Canada Pension Plan Investment Board posted a 2.3-per-cent return in the quarter ended Sept. 30, helping it maintain double-digit long-term returns and add nearly $10-billion to its total assets.
CPPIB, the investment manager for the Canada Pension Plan, said its five-year and 10-year returns through Sept. 30 averaged 10.3 and 10.2 per cent over the period, and it closed the quarter with assets of $409.5-billion.
CPPIB didn’t break out returns by asset class, but said the group that actively manages its equity investments, as well as its private-equities division, were “strong contributors.” The Active Equities department picks specific stocks with an aim to outperforming the market, while private equity is the ownership of private companies, often aided by substantial borrowing.

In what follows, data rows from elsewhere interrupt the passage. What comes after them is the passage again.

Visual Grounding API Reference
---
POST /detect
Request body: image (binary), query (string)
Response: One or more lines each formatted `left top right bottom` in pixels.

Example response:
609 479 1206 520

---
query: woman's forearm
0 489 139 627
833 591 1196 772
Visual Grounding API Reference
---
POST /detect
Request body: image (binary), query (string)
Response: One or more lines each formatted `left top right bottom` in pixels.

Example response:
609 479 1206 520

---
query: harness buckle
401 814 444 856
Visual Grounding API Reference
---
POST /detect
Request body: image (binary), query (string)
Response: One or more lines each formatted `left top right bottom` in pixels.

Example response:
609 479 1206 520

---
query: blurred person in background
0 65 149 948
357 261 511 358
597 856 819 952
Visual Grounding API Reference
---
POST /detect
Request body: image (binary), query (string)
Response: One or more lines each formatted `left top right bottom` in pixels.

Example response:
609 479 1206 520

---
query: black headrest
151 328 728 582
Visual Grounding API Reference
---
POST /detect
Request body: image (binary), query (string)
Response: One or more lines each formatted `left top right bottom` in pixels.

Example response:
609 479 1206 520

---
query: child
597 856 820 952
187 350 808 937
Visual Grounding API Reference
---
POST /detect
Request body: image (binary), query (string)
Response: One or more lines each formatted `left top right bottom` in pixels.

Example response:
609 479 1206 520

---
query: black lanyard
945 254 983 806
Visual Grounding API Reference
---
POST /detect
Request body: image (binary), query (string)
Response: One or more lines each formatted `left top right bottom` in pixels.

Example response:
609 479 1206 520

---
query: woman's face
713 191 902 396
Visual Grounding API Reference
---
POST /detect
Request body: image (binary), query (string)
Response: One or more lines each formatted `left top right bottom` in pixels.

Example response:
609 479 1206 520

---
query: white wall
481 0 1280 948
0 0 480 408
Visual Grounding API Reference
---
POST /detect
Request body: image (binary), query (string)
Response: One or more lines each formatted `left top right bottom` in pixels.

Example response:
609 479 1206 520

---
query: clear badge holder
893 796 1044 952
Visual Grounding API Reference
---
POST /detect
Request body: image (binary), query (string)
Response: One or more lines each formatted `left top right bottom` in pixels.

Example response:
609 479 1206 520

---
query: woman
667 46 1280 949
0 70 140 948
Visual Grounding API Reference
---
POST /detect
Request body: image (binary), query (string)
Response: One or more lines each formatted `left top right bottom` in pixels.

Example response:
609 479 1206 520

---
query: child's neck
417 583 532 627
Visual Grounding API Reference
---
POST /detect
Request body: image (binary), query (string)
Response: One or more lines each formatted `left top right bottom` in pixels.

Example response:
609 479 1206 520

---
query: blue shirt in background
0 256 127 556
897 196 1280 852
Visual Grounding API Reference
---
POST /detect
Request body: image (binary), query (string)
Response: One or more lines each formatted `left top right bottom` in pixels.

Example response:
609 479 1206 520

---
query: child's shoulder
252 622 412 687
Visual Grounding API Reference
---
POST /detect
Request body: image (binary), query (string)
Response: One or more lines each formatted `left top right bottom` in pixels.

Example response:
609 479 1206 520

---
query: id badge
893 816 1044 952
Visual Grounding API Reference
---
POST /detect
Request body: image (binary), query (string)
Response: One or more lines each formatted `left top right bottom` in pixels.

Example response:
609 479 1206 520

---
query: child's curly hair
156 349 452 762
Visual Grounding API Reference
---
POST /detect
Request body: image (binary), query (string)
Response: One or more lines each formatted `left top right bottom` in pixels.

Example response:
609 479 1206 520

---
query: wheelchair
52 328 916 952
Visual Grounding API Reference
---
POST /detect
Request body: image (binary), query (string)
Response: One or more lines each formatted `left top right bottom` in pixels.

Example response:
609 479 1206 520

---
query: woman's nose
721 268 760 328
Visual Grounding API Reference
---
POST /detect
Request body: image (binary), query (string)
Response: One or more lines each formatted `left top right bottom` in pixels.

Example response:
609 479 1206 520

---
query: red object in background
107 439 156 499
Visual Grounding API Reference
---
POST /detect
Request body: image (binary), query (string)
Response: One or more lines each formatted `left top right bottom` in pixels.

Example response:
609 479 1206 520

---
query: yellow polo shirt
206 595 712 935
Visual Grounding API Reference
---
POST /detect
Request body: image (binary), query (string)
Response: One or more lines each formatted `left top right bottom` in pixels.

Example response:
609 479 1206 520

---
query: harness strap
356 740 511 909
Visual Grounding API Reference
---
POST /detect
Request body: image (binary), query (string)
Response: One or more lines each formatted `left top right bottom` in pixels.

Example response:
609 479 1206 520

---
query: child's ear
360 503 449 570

It received “modest gains” from its passive portfolio, a style of investing designed to match the overall market. CPPIB also said it had positive performance in other asset classes, including its bonds, aided by declining interest rates.
A little less than one-third of the fund’s assets are in stocks traded on the public markets. A quarter of the portfolio is private equity.
All return percentages are net of costs, CPPIB said. Because the CPP must serve plan members for decades to come, CPPIB says long-term results “are a more appropriate measure of CPPIB’s investment performance compared to quarterly or annual cycles.”
Canada Pension Plan, founded in 1966, is the primary retirement-security program for working Canadians. The government created CPPIB in 1999 to professionally manage the Plan’s money. The past two decades have seen a shift first from bonds to stocks, then to assets like real estate, infrastructure and private equity. The government projects the CPP Fund will grow to $545-billion in assets by 2025 and $1.5-trillion in assets by 2040.
Major deals in the quarter included buying publicly traded Pattern Energy Group Inc. for US$2.3-billion in cash, valuing the company at US$6.1-billion, including debt. It also struck a deal to merge data-information provider Refinitiv into the London Stock Exchange, valuing Refinitiv at US$27-billion.